= Yǒu biān dú biān =

Rule of thumb for Chinese pronunciation

Yǒu biān dú biān (有邊讀邊 (有边读边, yǒu biān dú biān, [if] there is a side... read the side)), or dú bàn biān (讀半邊 (读半边, dú bàn biān, read the half)), is a rule of thumb people use to pronounce a Chinese character when they do not know its exact pronunciation. A longer version is '有邊讀邊，沒邊讀中間' (yǒu biān dú biān, méi biān dú zhōngjiān; lit. "[if] there is a side, read the side; [if] there is no side, read the middle part").

Around 90% of Chinese characters are phono-semantic compounds that consist of two parts: a semantic part (often the radical) that suggests a general meaning (e.g. the part 貝 [shell] usually indicates that a character concerns commerce, as people used shells as currency in ancient times), and a phonetic part which shows how the character is or was pronounced (e.g. the part 皇 (pinyin: huáng) usually indicates that a character is pronounced huáng in Mandarin Chinese).

The phonetic part represents the exact or almost-exact pronunciation of the character when the character was first created; characters sharing the same phonetic part had identical or similar readings. Linguists rely heavily on this fact to reconstruct the sounds of ancient Chinese. However, over time, the reading of a character may be no longer the one indicated by the phonetic part due to sound change and general vagueness.

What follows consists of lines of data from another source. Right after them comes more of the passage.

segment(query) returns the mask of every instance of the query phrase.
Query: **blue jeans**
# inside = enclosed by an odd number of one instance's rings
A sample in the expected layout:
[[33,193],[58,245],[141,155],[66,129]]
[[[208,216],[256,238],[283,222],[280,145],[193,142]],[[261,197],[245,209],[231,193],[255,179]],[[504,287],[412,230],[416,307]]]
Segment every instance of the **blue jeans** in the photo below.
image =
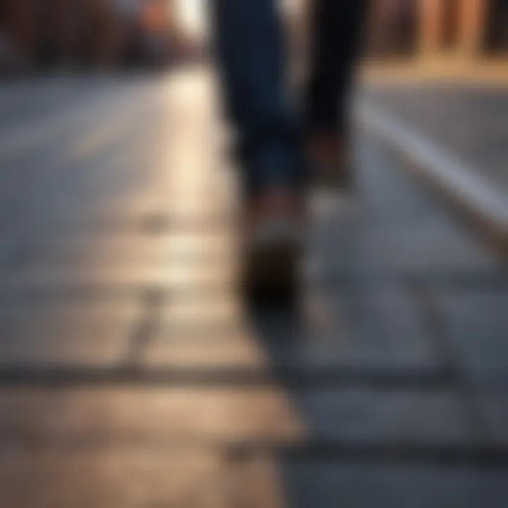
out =
[[[366,1],[366,0],[365,0]],[[306,115],[298,118],[285,73],[277,0],[213,0],[212,20],[224,105],[238,136],[248,193],[270,184],[301,186],[301,137],[341,129],[364,0],[313,0],[313,47]]]

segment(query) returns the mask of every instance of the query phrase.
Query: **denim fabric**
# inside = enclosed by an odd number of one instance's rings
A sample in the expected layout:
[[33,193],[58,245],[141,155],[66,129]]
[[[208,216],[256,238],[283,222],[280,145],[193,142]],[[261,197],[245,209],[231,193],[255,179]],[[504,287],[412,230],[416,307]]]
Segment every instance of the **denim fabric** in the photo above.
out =
[[[224,107],[236,128],[248,191],[274,183],[301,185],[306,167],[301,127],[337,126],[348,86],[363,0],[315,0],[309,118],[297,118],[286,75],[277,0],[212,0],[212,18]],[[358,6],[351,7],[351,6]],[[336,33],[336,31],[339,33]]]

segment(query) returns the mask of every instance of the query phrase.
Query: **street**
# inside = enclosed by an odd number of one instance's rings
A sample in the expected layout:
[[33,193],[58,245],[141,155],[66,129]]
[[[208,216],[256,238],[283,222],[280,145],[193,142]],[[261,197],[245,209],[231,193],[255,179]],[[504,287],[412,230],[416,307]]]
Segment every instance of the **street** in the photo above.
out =
[[358,128],[302,309],[235,295],[204,68],[0,85],[0,508],[504,508],[505,261]]

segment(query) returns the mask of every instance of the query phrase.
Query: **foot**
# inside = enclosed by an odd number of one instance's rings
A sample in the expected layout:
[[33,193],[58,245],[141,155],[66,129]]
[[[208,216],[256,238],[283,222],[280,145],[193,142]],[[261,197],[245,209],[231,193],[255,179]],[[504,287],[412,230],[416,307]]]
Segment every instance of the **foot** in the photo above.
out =
[[312,179],[319,187],[349,190],[353,175],[347,143],[334,131],[317,132],[309,136],[308,154]]
[[305,215],[301,195],[289,189],[268,188],[246,203],[241,281],[248,299],[278,301],[296,296]]

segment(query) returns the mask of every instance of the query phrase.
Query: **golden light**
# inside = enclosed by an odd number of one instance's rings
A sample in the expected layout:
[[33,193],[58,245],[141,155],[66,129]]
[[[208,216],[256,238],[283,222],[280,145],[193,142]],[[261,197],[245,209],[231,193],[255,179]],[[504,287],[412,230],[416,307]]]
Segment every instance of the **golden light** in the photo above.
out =
[[189,35],[202,35],[205,30],[205,7],[203,0],[177,0],[176,15],[179,25]]

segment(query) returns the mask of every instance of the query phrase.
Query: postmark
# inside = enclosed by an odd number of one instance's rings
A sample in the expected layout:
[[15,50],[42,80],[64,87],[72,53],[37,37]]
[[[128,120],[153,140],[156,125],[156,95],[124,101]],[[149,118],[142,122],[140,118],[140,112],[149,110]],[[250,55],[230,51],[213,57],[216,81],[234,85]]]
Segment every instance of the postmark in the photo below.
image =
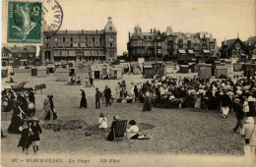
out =
[[61,28],[63,21],[63,10],[55,0],[46,0],[42,8],[42,35],[49,37],[56,33]]
[[8,43],[41,43],[41,2],[8,2]]

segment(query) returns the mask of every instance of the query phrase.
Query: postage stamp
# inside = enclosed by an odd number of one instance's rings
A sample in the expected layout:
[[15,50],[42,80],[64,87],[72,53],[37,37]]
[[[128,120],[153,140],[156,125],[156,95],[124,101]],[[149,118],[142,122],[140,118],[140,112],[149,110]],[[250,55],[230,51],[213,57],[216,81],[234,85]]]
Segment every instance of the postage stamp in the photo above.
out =
[[41,2],[8,3],[8,43],[41,43]]

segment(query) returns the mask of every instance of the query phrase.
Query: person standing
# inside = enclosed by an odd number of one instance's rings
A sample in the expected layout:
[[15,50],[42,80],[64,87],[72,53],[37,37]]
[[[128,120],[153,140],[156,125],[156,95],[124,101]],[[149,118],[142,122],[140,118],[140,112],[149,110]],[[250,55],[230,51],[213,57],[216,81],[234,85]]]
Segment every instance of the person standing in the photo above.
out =
[[230,103],[230,98],[226,94],[226,90],[224,89],[224,94],[221,96],[221,102],[222,102],[222,111],[223,111],[223,116],[224,118],[227,118],[227,114],[229,111],[229,103]]
[[[241,136],[245,139],[244,153],[248,158],[254,156],[256,147],[256,125],[253,117],[248,117],[240,132]],[[255,162],[255,161],[254,161]]]
[[87,108],[87,97],[86,97],[86,92],[83,89],[80,89],[82,91],[82,97],[81,97],[81,101],[80,101],[80,107],[85,107]]
[[54,109],[54,103],[53,103],[53,95],[49,96],[49,102],[50,102],[50,109],[51,109],[51,113],[52,113],[52,118],[53,120],[57,120],[57,113]]
[[77,84],[81,85],[81,79],[80,79],[80,77],[78,77]]
[[32,148],[33,152],[35,154],[39,153],[39,140],[40,137],[39,135],[42,133],[41,128],[39,126],[39,120],[37,118],[32,118],[32,124],[31,126],[32,128]]
[[151,94],[147,90],[147,92],[145,94],[145,99],[144,99],[143,111],[151,111],[152,110],[151,97],[150,96],[151,96]]
[[47,98],[44,99],[43,101],[43,109],[44,109],[44,114],[43,114],[43,120],[53,120],[53,114],[51,112],[51,108],[50,108],[50,101],[49,101],[49,97],[51,95],[48,94]]
[[90,77],[90,86],[95,86],[94,84],[94,79],[92,77]]
[[99,114],[98,128],[100,129],[101,135],[104,136],[105,129],[107,129],[107,119],[106,119],[106,117],[104,116],[103,113]]
[[89,86],[90,86],[90,84],[89,84],[89,79],[86,78],[86,87],[89,87]]
[[34,100],[34,93],[32,91],[30,91],[29,93],[28,110],[31,116],[35,114],[35,100]]
[[20,134],[19,128],[22,125],[23,114],[25,114],[20,105],[20,101],[15,102],[11,124],[7,130],[9,133]]
[[96,108],[100,107],[100,98],[101,98],[101,92],[96,87]]
[[20,141],[18,143],[18,147],[22,146],[23,147],[23,152],[26,150],[26,154],[28,154],[28,149],[32,143],[31,140],[31,133],[32,129],[29,125],[28,120],[23,121],[23,125],[19,128],[19,130],[22,132],[22,136],[20,139]]
[[110,99],[111,99],[111,89],[105,85],[104,89],[104,96],[105,96],[105,106],[111,105]]
[[139,89],[137,87],[137,85],[134,86],[134,101],[137,102],[139,100]]
[[244,112],[242,110],[242,104],[239,98],[234,98],[233,108],[235,111],[235,117],[237,120],[236,126],[233,128],[233,132],[236,133],[237,129],[240,127],[242,129],[242,120],[244,118]]

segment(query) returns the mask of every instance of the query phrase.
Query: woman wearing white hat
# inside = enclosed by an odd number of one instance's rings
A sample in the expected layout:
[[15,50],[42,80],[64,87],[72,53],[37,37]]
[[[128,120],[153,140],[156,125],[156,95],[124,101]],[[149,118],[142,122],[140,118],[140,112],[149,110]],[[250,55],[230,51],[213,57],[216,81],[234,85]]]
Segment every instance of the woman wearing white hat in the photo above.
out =
[[256,147],[256,125],[253,117],[248,117],[240,132],[245,138],[244,153],[246,157],[253,157]]

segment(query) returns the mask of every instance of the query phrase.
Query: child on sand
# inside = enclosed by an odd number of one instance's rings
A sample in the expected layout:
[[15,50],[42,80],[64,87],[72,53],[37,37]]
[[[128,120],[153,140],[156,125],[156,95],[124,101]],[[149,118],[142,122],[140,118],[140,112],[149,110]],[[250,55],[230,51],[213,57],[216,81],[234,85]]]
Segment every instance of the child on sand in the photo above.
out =
[[39,135],[42,133],[41,128],[39,126],[39,120],[35,117],[32,118],[32,142],[34,154],[39,153]]
[[103,113],[99,114],[98,128],[100,129],[101,135],[104,136],[105,129],[107,129],[107,119]]

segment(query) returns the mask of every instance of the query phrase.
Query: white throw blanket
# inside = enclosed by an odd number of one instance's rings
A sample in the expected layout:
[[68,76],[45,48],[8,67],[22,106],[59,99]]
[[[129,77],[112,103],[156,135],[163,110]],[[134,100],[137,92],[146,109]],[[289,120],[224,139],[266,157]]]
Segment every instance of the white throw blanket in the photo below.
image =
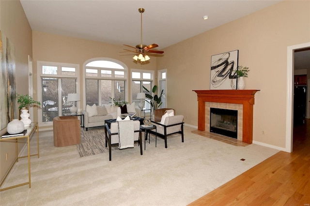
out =
[[134,121],[123,120],[118,122],[119,149],[134,147]]

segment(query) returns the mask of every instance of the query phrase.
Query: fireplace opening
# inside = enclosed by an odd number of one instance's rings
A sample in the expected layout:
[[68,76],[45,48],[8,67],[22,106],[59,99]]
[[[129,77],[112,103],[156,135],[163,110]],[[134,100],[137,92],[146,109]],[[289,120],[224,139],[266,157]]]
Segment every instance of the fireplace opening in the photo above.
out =
[[210,108],[210,132],[237,138],[238,111]]

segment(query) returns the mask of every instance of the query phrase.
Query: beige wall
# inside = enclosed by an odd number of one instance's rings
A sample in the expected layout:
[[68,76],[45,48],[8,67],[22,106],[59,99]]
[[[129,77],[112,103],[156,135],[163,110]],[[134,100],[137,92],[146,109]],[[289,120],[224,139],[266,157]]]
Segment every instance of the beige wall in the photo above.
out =
[[[141,65],[132,59],[134,53],[120,53],[124,51],[124,46],[71,38],[63,36],[33,31],[33,73],[36,82],[33,87],[37,88],[37,61],[45,61],[61,63],[77,64],[80,67],[80,78],[82,78],[83,65],[88,59],[104,57],[121,61],[131,69],[156,70],[156,58],[149,55],[151,60]],[[104,35],[104,34],[103,34]],[[84,83],[81,81],[81,83]],[[82,84],[80,85],[80,91],[83,91]],[[130,84],[128,89],[130,90]],[[129,97],[129,101],[131,101]],[[81,94],[81,99],[82,96]],[[81,106],[85,108],[83,101]]]
[[285,148],[287,47],[310,42],[310,1],[283,1],[166,48],[157,69],[167,69],[168,106],[197,126],[192,90],[210,88],[211,56],[238,49],[239,65],[250,69],[245,89],[261,90],[253,140]]
[[[28,55],[32,55],[31,30],[19,1],[0,1],[0,29],[15,48],[16,92],[28,94]],[[2,88],[1,89],[2,89]],[[1,118],[5,114],[1,113]],[[14,117],[18,118],[18,117]],[[6,128],[0,134],[6,132]],[[24,144],[19,144],[21,149]],[[6,154],[8,154],[8,160]],[[15,144],[0,143],[0,179],[2,179],[16,158]]]

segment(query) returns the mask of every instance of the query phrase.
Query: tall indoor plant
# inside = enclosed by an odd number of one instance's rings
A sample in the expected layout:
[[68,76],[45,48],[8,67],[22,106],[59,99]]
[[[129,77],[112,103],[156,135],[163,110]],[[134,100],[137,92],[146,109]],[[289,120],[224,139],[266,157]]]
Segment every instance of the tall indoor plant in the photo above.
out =
[[[146,93],[145,96],[146,98],[150,99],[150,103],[151,103],[151,106],[153,109],[153,114],[155,112],[154,110],[159,108],[160,105],[163,103],[161,102],[161,97],[164,95],[164,89],[161,90],[161,92],[160,93],[160,95],[159,96],[157,94],[155,94],[154,96],[152,96],[151,95],[151,93],[149,91],[149,90],[145,88],[144,86],[142,86],[143,89],[147,91],[149,93]],[[157,90],[157,86],[154,85],[153,87],[152,92],[153,94],[155,94],[156,92],[156,90]]]
[[238,89],[244,89],[245,87],[244,79],[243,77],[248,77],[248,73],[249,71],[248,67],[238,66],[238,69],[236,71],[236,74],[238,77],[237,79],[237,88]]

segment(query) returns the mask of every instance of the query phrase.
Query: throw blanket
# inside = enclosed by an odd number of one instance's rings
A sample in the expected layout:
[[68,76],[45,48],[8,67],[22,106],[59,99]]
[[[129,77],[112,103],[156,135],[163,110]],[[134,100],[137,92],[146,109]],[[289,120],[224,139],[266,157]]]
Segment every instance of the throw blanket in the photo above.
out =
[[119,149],[134,147],[134,121],[123,120],[118,122]]

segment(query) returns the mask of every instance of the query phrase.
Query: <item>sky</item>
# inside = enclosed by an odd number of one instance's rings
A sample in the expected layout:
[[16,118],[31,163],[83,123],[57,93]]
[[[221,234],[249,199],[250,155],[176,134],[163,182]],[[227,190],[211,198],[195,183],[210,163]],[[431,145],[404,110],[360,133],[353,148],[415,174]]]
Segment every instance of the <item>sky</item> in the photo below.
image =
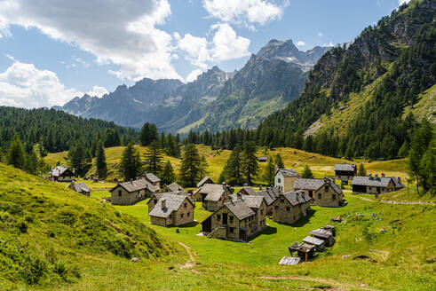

When one encounters such a two-part character and does not know its exact pronunciation, one may take one of the parts as the phonetic indicator. For example, reading 詣 (pinyin: yì) as zhǐ because its "side" 旨 is pronounced as such. Some of these readings have become acceptable over time; they have been listed in dictionaries as alternative pronunciations, or simply become the common reading. For example, the character 町 ting in 西門町 (Ximending) is read as if it were 丁 ding. It has been called a "phenomenon of analogy", and is observed in as early as the Song dynasty.